Trumark WS-1 rubber tubing pushed all the way down on the forks to serve as a grip surface for the band set. Replaced the Vinyl grip with a wood shim and braided mason's twine. The mason's twine looked good, so I kept braiding onto the wrist brace. I cut some Gypsy (Romani) tabs from leather and make a matching leather pouch. Brained #64 rubberbands, 2-2-2-1-1-1 complete the target set-up.

Have fun and remember to wear your goggles.


----------



## ol'school42 (Feb 13, 2016)

very nice, great idea! Thanks for the post.


----------



## Chuck Daehler (Mar 17, 2015)

Some laugh at braided bands but our moderator mr. Charles did some pretty keen shots with them. Nathan Masters of Simple Shot has a video of how to make them too...for those new shooters who may be interested.


----------



## Blue Raja (Feb 10, 2016)

Here is Nathan's video of chained red clay #32:






And Moderator Charles' video of braided office rubber bands - complete with an up-tempo soundtrack:






http://slingshotforum.com/topic/15159-office-bands-and-rubber-bands/?hl=%2Bbraided+%2Brubber+%2Bband#entry171117

My 2 cents:

Put the rubber bands in a plastic grocery bag, dust with talc (a little goes a long way) hold the bag closed and shake. The talc reduces friction and adds to band life. I also re-dust the finished band set.

And......

Remember to have fun and wear your goggles.


----------



## ol'school42 (Feb 13, 2016)

O.K., I used 64s and did a 1-1-1-2-2-2-2 with some gypsy tabs fashioned from heavy duty shipping rubber bands on a PFS. Tried a few shots using chick peas in my indoor range (rained out today). Maybe this band set is too powerful for chick peas, because they're going every which way... Is this a big DUH... or what?


----------



## Blue Raja (Feb 10, 2016)

ol'school42 -

I am new to this so, just guessing. Those shipping rubber bands may be acting like part of your band set. Try using leather strips or paracord. You want something that does not stretch.

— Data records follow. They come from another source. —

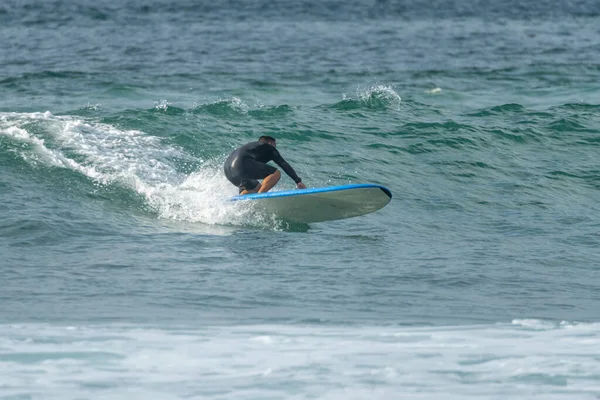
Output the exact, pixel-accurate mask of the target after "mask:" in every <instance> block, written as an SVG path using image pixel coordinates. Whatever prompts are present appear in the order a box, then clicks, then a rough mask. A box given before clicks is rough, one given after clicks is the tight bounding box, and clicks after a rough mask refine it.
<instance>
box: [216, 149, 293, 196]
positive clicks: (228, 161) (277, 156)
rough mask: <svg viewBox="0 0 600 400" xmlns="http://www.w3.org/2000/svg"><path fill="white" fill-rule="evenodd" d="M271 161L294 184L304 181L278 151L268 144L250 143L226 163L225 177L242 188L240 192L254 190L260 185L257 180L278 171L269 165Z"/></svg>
mask: <svg viewBox="0 0 600 400" xmlns="http://www.w3.org/2000/svg"><path fill="white" fill-rule="evenodd" d="M269 161H273V162H275V164H277V165H279V166H280V167H281V169H283V170H284V171H285V173H286V174H288V175H289V177H290V178H292V179H293V180H294V182H296V183H300V182H301V181H302V180H301V179H300V178H299V177H298V175H296V171H294V169H293V168H292V167H291V166H290V164H288V163H287V162H286V161H285V160H284V159H283V157H281V154H279V152H278V151H277V149H276V148H275V147H274V146H271V145H270V144H268V143H266V142H252V143H248V144H246V145H244V146H242V147H240V148H238V149H236V150H235V151H234V152H233V153H231V154H230V155H229V157H228V158H227V161H225V176H226V177H227V179H229V182H231V183H233V184H234V185H235V186H237V187H239V188H240V192H242V191H243V190H244V189H247V190H252V189H254V188H255V187H256V185H258V180H257V179H264V178H266V177H267V176H269V175H271V174H272V173H274V172H275V171H276V169H275V167H272V166H270V165H267V163H268V162H269Z"/></svg>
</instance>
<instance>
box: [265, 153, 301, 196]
mask: <svg viewBox="0 0 600 400" xmlns="http://www.w3.org/2000/svg"><path fill="white" fill-rule="evenodd" d="M273 162H274V163H275V164H277V165H279V166H280V167H281V169H283V171H284V172H285V173H286V174H288V176H289V177H290V178H292V179H293V180H294V182H296V185H299V186H300V184H301V183H302V179H300V177H299V176H298V175H297V174H296V171H294V168H292V166H291V165H290V164H288V163H287V161H285V160H284V159H283V157H281V154H279V152H278V151H277V150H276V149H273ZM301 186H304V184H302V185H301ZM304 187H306V186H304Z"/></svg>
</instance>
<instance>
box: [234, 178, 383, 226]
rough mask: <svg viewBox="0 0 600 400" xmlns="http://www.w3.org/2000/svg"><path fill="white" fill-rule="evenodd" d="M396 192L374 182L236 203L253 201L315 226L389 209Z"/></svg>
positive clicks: (302, 191) (264, 207) (329, 188)
mask: <svg viewBox="0 0 600 400" xmlns="http://www.w3.org/2000/svg"><path fill="white" fill-rule="evenodd" d="M391 199H392V192H391V191H390V190H389V189H388V188H386V187H384V186H381V185H376V184H372V183H362V184H352V185H341V186H328V187H320V188H311V189H297V190H282V191H276V192H267V193H255V194H246V195H241V196H235V197H233V198H231V200H232V201H251V202H253V203H255V204H256V206H257V207H261V208H262V209H263V210H264V211H265V212H269V213H272V214H275V215H276V216H277V217H278V218H281V219H283V220H286V221H291V222H302V223H313V222H324V221H334V220H338V219H344V218H351V217H357V216H359V215H364V214H368V213H372V212H375V211H377V210H379V209H381V208H383V207H385V206H386V205H387V204H388V203H389V202H390V200H391Z"/></svg>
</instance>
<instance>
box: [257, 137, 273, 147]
mask: <svg viewBox="0 0 600 400" xmlns="http://www.w3.org/2000/svg"><path fill="white" fill-rule="evenodd" d="M258 141H259V142H264V143H268V144H270V145H271V146H273V147H275V145H276V143H275V138H274V137H271V136H261V137H259V138H258Z"/></svg>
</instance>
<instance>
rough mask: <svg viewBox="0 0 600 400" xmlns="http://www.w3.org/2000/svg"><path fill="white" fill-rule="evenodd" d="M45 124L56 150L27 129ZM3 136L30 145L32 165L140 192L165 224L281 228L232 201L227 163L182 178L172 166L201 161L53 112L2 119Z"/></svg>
mask: <svg viewBox="0 0 600 400" xmlns="http://www.w3.org/2000/svg"><path fill="white" fill-rule="evenodd" d="M165 104H166V103H165ZM163 105H164V104H163ZM161 106H162V105H161ZM165 106H168V105H165ZM40 120H43V121H44V133H43V135H44V137H46V138H48V139H51V140H52V142H53V145H52V146H48V145H47V144H46V143H45V140H44V138H43V137H40V135H39V134H31V133H29V132H28V131H27V130H26V128H24V127H23V126H26V125H27V124H28V123H31V122H35V121H40ZM0 135H5V136H10V137H11V138H13V139H16V140H19V141H22V142H26V143H29V144H30V145H31V146H32V147H31V149H29V150H26V151H22V152H21V153H20V154H21V156H22V158H23V159H25V160H26V161H28V162H32V163H33V162H40V163H43V164H45V165H47V166H51V167H60V168H67V169H71V170H73V171H76V172H79V173H81V174H83V175H85V176H87V177H89V178H91V179H92V180H94V181H95V182H98V183H100V184H103V185H108V184H117V185H121V186H123V187H126V188H128V189H131V190H134V191H136V192H137V193H139V194H141V195H143V196H144V197H145V198H146V201H147V204H148V206H149V207H150V208H151V209H153V210H155V211H156V213H157V214H158V215H159V216H160V217H161V218H165V219H173V220H180V221H190V222H202V223H205V224H211V225H214V224H228V225H246V224H248V225H255V226H256V225H259V226H268V227H276V226H275V225H273V224H274V221H273V220H272V219H270V218H269V217H268V216H262V217H261V216H260V215H259V214H257V213H256V212H255V211H254V210H252V208H251V206H250V205H248V204H243V203H241V202H229V201H227V199H228V198H230V197H231V196H233V195H235V194H236V189H235V188H234V187H233V186H232V185H231V184H230V183H229V182H228V181H227V180H226V179H225V177H224V175H223V173H222V160H208V161H206V162H205V163H204V164H203V165H202V167H201V168H200V169H199V170H198V171H197V172H195V173H193V174H191V175H189V176H188V175H184V174H181V173H179V172H178V171H177V169H176V168H175V166H174V165H173V164H172V161H171V160H173V159H177V160H180V161H197V160H195V159H193V158H192V157H191V156H189V155H188V154H186V153H185V152H183V151H182V150H181V149H180V148H177V147H175V146H172V145H168V144H165V143H164V141H163V139H161V138H158V137H154V136H150V135H147V134H145V133H144V132H141V131H138V130H123V129H118V128H116V127H114V126H111V125H107V124H101V123H97V122H93V121H85V120H82V119H78V118H73V117H69V116H54V115H52V114H51V113H50V112H46V113H0ZM67 154H68V155H67Z"/></svg>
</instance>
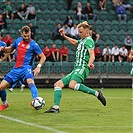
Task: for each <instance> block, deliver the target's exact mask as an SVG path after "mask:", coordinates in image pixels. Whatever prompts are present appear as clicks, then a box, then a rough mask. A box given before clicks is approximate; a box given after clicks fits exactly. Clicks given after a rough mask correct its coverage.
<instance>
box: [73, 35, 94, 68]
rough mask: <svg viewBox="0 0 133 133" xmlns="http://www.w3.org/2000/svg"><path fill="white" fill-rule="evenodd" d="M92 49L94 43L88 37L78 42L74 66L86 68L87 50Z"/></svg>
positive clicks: (86, 65) (92, 40) (88, 52)
mask: <svg viewBox="0 0 133 133" xmlns="http://www.w3.org/2000/svg"><path fill="white" fill-rule="evenodd" d="M94 47H95V45H94V41H93V39H92V38H91V37H90V36H89V37H86V38H85V39H81V40H78V47H77V51H76V62H75V66H81V67H88V62H89V59H90V55H89V52H88V50H93V49H94Z"/></svg>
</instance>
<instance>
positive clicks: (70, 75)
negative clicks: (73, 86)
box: [61, 67, 89, 86]
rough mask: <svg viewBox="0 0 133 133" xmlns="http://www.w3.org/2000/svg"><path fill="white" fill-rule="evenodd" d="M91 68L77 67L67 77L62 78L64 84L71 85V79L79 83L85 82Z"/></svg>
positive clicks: (69, 73)
mask: <svg viewBox="0 0 133 133" xmlns="http://www.w3.org/2000/svg"><path fill="white" fill-rule="evenodd" d="M88 74H89V69H88V68H85V67H75V68H74V69H73V71H72V72H71V73H69V74H68V75H67V76H66V77H64V78H62V79H61V80H62V82H63V84H64V86H67V85H69V82H70V81H71V80H74V81H76V82H77V83H82V82H84V80H85V78H86V77H88Z"/></svg>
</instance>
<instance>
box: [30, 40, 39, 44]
mask: <svg viewBox="0 0 133 133" xmlns="http://www.w3.org/2000/svg"><path fill="white" fill-rule="evenodd" d="M30 44H32V45H38V44H37V42H36V41H35V40H33V39H31V41H30Z"/></svg>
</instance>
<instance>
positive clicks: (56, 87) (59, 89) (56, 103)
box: [54, 87, 62, 108]
mask: <svg viewBox="0 0 133 133" xmlns="http://www.w3.org/2000/svg"><path fill="white" fill-rule="evenodd" d="M61 97H62V88H60V87H55V88H54V108H59V105H60V100H61Z"/></svg>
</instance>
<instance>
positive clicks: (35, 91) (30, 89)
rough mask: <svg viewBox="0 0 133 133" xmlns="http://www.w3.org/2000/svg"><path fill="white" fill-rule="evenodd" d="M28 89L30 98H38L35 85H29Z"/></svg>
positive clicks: (36, 89)
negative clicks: (28, 88)
mask: <svg viewBox="0 0 133 133" xmlns="http://www.w3.org/2000/svg"><path fill="white" fill-rule="evenodd" d="M29 88H30V90H31V94H32V98H33V99H34V98H36V97H38V90H37V88H36V86H35V84H33V83H30V84H29Z"/></svg>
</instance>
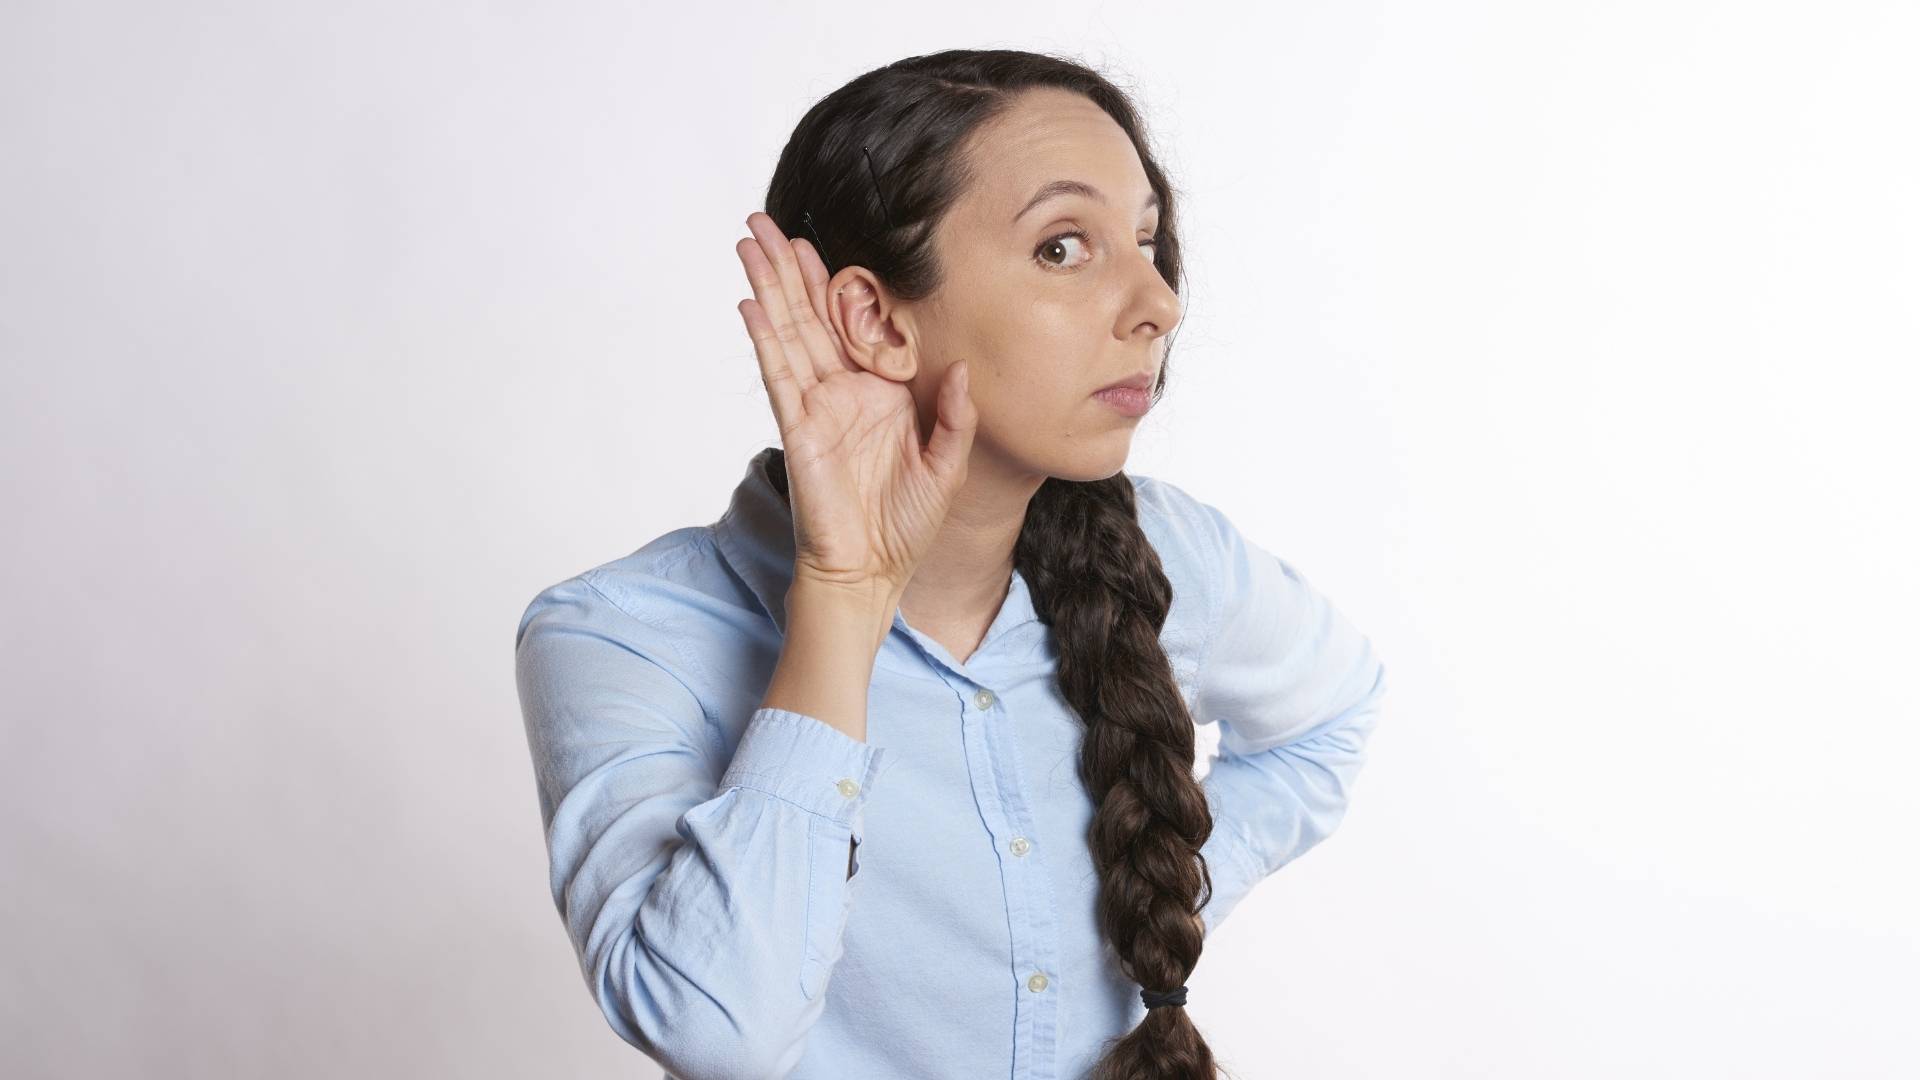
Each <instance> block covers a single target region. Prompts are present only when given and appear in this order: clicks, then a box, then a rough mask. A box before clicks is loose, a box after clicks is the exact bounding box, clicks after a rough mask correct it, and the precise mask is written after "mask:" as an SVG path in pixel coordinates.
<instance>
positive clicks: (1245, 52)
mask: <svg viewBox="0 0 1920 1080" xmlns="http://www.w3.org/2000/svg"><path fill="white" fill-rule="evenodd" d="M1916 40H1920V15H1916V8H1914V6H1910V4H1899V2H1884V4H1849V2H1828V4H1811V2H1805V4H1753V2H1747V4H1732V2H1726V4H1711V2H1672V0H1663V2H1647V0H1640V2H1626V4H1540V2H1519V0H1511V2H1486V0H1463V2H1457V4H1419V2H1405V0H1388V2H1379V4H1334V2H1315V4H1275V6H1256V8H1248V6H1225V4H1221V6H1192V4H1190V6H1164V4H1127V2H1106V4H1050V6H1035V4H1002V2H987V4H968V6H958V8H956V6H943V8H941V10H933V8H931V6H883V8H847V6H826V4H812V6H774V4H764V6H739V4H708V6H664V4H662V6H628V4H538V6H536V4H524V6H503V4H495V6H463V4H367V2H330V4H313V2H301V4H204V2H184V4H167V6H150V4H90V2H60V4H54V2H15V4H8V6H6V8H4V12H0V94H4V98H0V275H4V277H0V348H4V380H0V450H4V457H0V461H4V467H0V484H4V488H0V498H4V503H0V505H4V519H6V527H4V528H0V557H4V559H0V567H4V575H6V601H8V617H6V619H4V623H0V626H4V628H0V634H4V651H0V655H4V663H6V673H4V676H6V690H4V694H6V698H4V700H6V705H4V713H6V721H4V724H6V726H4V746H0V792H4V799H6V801H4V807H0V809H4V851H0V855H4V859H0V872H4V876H6V880H4V882H0V886H4V888H0V934H4V945H6V947H4V955H6V961H4V965H0V1009H4V1013H0V1017H4V1028H0V1036H4V1042H0V1072H6V1074H8V1076H13V1078H35V1076H86V1078H94V1076H167V1078H173V1076H180V1078H186V1076H282V1078H290V1080H292V1078H309V1076H311V1078H323V1076H326V1078H330V1076H463V1078H492V1076H499V1078H509V1076H511V1078H520V1076H607V1078H612V1076H659V1068H657V1067H653V1065H651V1063H647V1061H645V1059H643V1057H641V1055H639V1053H637V1051H636V1049H632V1047H628V1045H626V1043H622V1042H620V1040H618V1038H616V1036H614V1034H612V1032H611V1028H607V1024H605V1020H603V1019H601V1015H599V1013H597V1009H595V1007H593V1001H591V997H589V994H588V990H586V986H584V984H582V980H580V972H578V967H576V959H574V955H572V951H570V945H568V942H566V938H564V932H563V926H561V920H559V915H557V911H555V909H553V901H551V897H549V892H547V863H545V849H543V838H541V830H540V815H538V805H536V798H534V782H532V769H530V759H528V748H526V740H524V730H522V721H520V713H518V705H516V700H515V682H513V630H515V625H516V619H518V615H520V611H522V607H524V605H526V601H528V600H530V598H532V596H534V592H538V590H540V588H543V586H545V584H551V582H557V580H561V578H564V577H570V575H574V573H578V571H582V569H586V567H591V565H599V563H603V561H609V559H612V557H618V555H624V553H628V552H632V550H634V548H637V546H641V544H645V542H647V540H651V538H653V536H659V534H660V532H666V530H670V528H678V527H685V525H699V523H707V521H712V519H714V517H718V515H720V511H722V509H724V505H726V498H728V494H730V490H732V486H733V484H735V482H737V479H739V477H741V471H743V469H745V461H747V457H749V455H751V454H753V452H755V450H758V448H760V446H770V444H776V442H778V434H776V430H774V427H772V413H770V407H768V404H766V398H764V392H762V388H760V382H758V369H756V363H755V357H753V348H751V342H749V338H747V334H745V329H743V325H741V321H739V313H737V309H735V304H737V302H739V300H741V298H745V296H751V290H749V286H747V281H745V277H743V273H741V267H739V261H737V258H735V254H733V242H735V240H739V238H741V236H745V234H747V231H745V215H747V213H749V211H751V209H756V208H758V206H760V198H762V194H764V184H766V179H768V175H770V169H772V165H774V160H776V156H778V152H780V148H781V144H783V142H785V138H787V135H789V131H791V127H793V123H795V121H797V119H799V117H801V113H803V111H804V110H806V108H808V106H810V104H812V102H814V100H816V98H820V96H822V94H826V92H828V90H831V88H833V86H837V85H841V83H843V81H847V79H851V77H854V75H856V73H860V71H866V69H870V67H876V65H879V63H885V61H891V60H897V58H902V56H910V54H920V52H935V50H941V48H954V46H1014V48H1035V50H1050V52H1066V54H1073V56H1079V58H1085V60H1091V61H1094V63H1098V65H1104V67H1106V69H1108V71H1110V73H1112V75H1114V77H1117V79H1121V81H1123V85H1127V86H1131V88H1135V90H1137V92H1139V96H1140V104H1142V108H1144V110H1146V115H1148V123H1150V127H1152V135H1154V138H1156V144H1158V146H1160V150H1162V152H1164V158H1165V163H1167V167H1169V169H1171V173H1173V181H1175V184H1177V186H1179V190H1181V194H1183V196H1185V204H1183V206H1181V213H1183V229H1185V252H1187V258H1188V284H1190V290H1188V294H1187V313H1185V325H1183V329H1181V334H1179V338H1177V344H1175V354H1173V359H1171V363H1173V365H1175V371H1173V377H1171V386H1169V394H1167V398H1165V402H1164V404H1162V407H1160V409H1156V411H1154V413H1152V415H1150V417H1148V419H1146V421H1142V427H1140V430H1139V436H1137V442H1135V454H1133V459H1131V461H1129V469H1133V471H1139V473H1150V475H1156V477H1165V479H1171V480H1175V482H1179V484H1183V486H1187V488H1188V490H1192V492H1194V494H1198V496H1202V498H1206V500H1210V502H1215V503H1219V505H1221V507H1223V509H1227V511H1229V513H1231V515H1233V517H1235V521H1236V523H1238V525H1240V527H1242V528H1244V530H1246V532H1248V534H1250V536H1254V538H1256V540H1260V542H1261V544H1265V546H1269V548H1273V550H1275V552H1279V553H1283V555H1286V557H1288V559H1290V561H1294V563H1296V565H1298V567H1300V569H1304V571H1306V573H1308V575H1309V577H1311V578H1313V582H1315V584H1317V586H1321V588H1323V590H1325V592H1327V594H1329V596H1331V598H1332V600H1334V601H1336V603H1338V605H1340V607H1342V609H1344V611H1346V613H1348V615H1350V617H1352V619H1354V621H1356V623H1357V625H1359V626H1363V628H1365V630H1367V632H1369V636H1373V640H1375V644H1377V648H1379V651H1380V655H1382V659H1384V661H1386V665H1388V669H1390V680H1392V690H1390V696H1388V701H1386V715H1384V719H1382V723H1380V728H1379V734H1377V736H1375V744H1373V761H1371V765H1369V769H1367V773H1365V774H1363V778H1361V782H1359V786H1357V790H1356V801H1354V805H1352V811H1350V815H1348V819H1346V822H1344V824H1342V828H1340V832H1338V834H1336V836H1334V838H1332V840H1329V842H1327V844H1325V846H1323V847H1319V849H1315V851H1311V853H1309V855H1306V857H1304V859H1300V861H1298V863H1294V865H1292V867H1286V869H1284V871H1283V872H1281V874H1277V876H1273V878H1269V880H1267V882H1263V884H1261V886H1260V888H1258V890H1256V892H1254V894H1252V896H1250V897H1248V899H1246V901H1244V903H1242V905H1240V907H1238V909H1236V911H1235V913H1233V917H1231V919H1229V920H1227V922H1225V924H1223V926H1221V930H1219V934H1217V936H1215V938H1212V940H1210V947H1208V951H1206V955H1204V959H1202V965H1200V969H1198V970H1196V974H1194V980H1192V986H1194V994H1192V1003H1190V1005H1188V1009H1190V1011H1192V1015H1194V1017H1196V1020H1198V1022H1200V1026H1202V1030H1204V1032H1206V1034H1208V1038H1210V1042H1212V1043H1213V1047H1215V1051H1217V1053H1219V1055H1221V1057H1223V1059H1225V1061H1227V1063H1229V1065H1233V1067H1235V1068H1236V1070H1238V1074H1240V1076H1242V1078H1244V1080H1261V1078H1267V1076H1311V1078H1317V1080H1340V1078H1382V1080H1386V1078H1392V1080H1404V1078H1409V1076H1417V1078H1423V1080H1438V1078H1513V1080H1536V1078H1542V1076H1551V1078H1569V1080H1586V1078H1594V1080H1599V1078H1609V1080H1611V1078H1615V1076H1638V1078H1651V1076H1672V1078H1688V1080H1697V1078H1705V1076H1728V1078H1732V1076H1740V1078H1805V1076H1822V1078H1839V1076H1887V1078H1891V1076H1914V1074H1920V1042H1916V1040H1920V1036H1916V1026H1914V1024H1912V1020H1914V1017H1916V1015H1920V974H1916V972H1920V963H1916V961H1920V915H1916V913H1920V882H1916V865H1914V863H1916V861H1914V849H1916V836H1914V834H1916V828H1914V824H1916V821H1920V798H1916V794H1914V782H1912V773H1914V757H1916V753H1920V734H1916V723H1920V709H1916V707H1914V690H1912V684H1914V680H1912V673H1914V655H1916V646H1920V634H1916V619H1914V600H1916V571H1914V557H1912V555H1914V552H1916V550H1920V536H1916V534H1920V528H1916V509H1914V503H1916V500H1914V490H1916V484H1914V461H1920V446H1916V442H1920V440H1916V434H1914V419H1912V413H1914V402H1916V396H1914V390H1916V377H1914V363H1916V359H1920V348H1916V346H1920V325H1916V323H1920V317H1916V298H1920V263H1916V233H1920V225H1916V198H1914V196H1916V192H1920V148H1916V138H1914V110H1912V102H1916V100H1920V75H1916V65H1914V63H1912V54H1914V42H1916ZM933 976H935V972H929V978H933Z"/></svg>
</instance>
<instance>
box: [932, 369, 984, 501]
mask: <svg viewBox="0 0 1920 1080" xmlns="http://www.w3.org/2000/svg"><path fill="white" fill-rule="evenodd" d="M977 427H979V409H975V407H973V398H972V396H970V394H968V363H966V361H964V359H956V361H954V363H952V365H950V367H948V369H947V375H945V377H943V379H941V394H939V398H937V400H935V421H933V438H929V440H927V450H925V454H927V461H929V467H931V469H933V471H935V473H939V475H941V479H943V480H947V482H948V486H956V484H958V482H960V480H962V479H964V477H966V463H968V455H970V454H972V450H973V430H975V429H977Z"/></svg>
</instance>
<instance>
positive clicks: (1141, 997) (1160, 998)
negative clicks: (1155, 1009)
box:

Also - that band set is too powerful for chickpeas. A chickpea weighs 11 grains. I am shooting 48-grain flechettes in my indoor range (we have been snowed in for the last 2 days) with chained 64's, 2-2-2-1-1-1. The flechettes have 5 tail pieces of jute twine, about 1 inch long, creating a lot more air resistance than a chickpea.

For chickpeas, I would try 5 chained 64's (1-1-1-1-1).

What is your draw length?

Have fun and remember to wear your goggles.


----------



## ol'school42 (Feb 13, 2016)

Thanks for responding so quickly. Draw length 33". I've got a Simple-Shot Ocularis slimline w/ the bands that came with it. 5/8" X .30 used a 6.5 length and for the heck of it shot a chickpea and it shot straight as a string. I think you're correct because the 64 set up seems more powerful. Thanks I'll do the 1 X5 and try her again, and lose the shipping band. Let's see... there's a pair of old hard toes boots I haven't used in a year...


----------



## Blue Raja (Feb 10, 2016)

You are welcome - I enjoy experimenting. I am working on a band set for jelly beans - hoping to get my wife to shoot with me.


----------



## theguywitheyebrows (Jan 12, 2022)

the elusive ws-1....very nice..


----------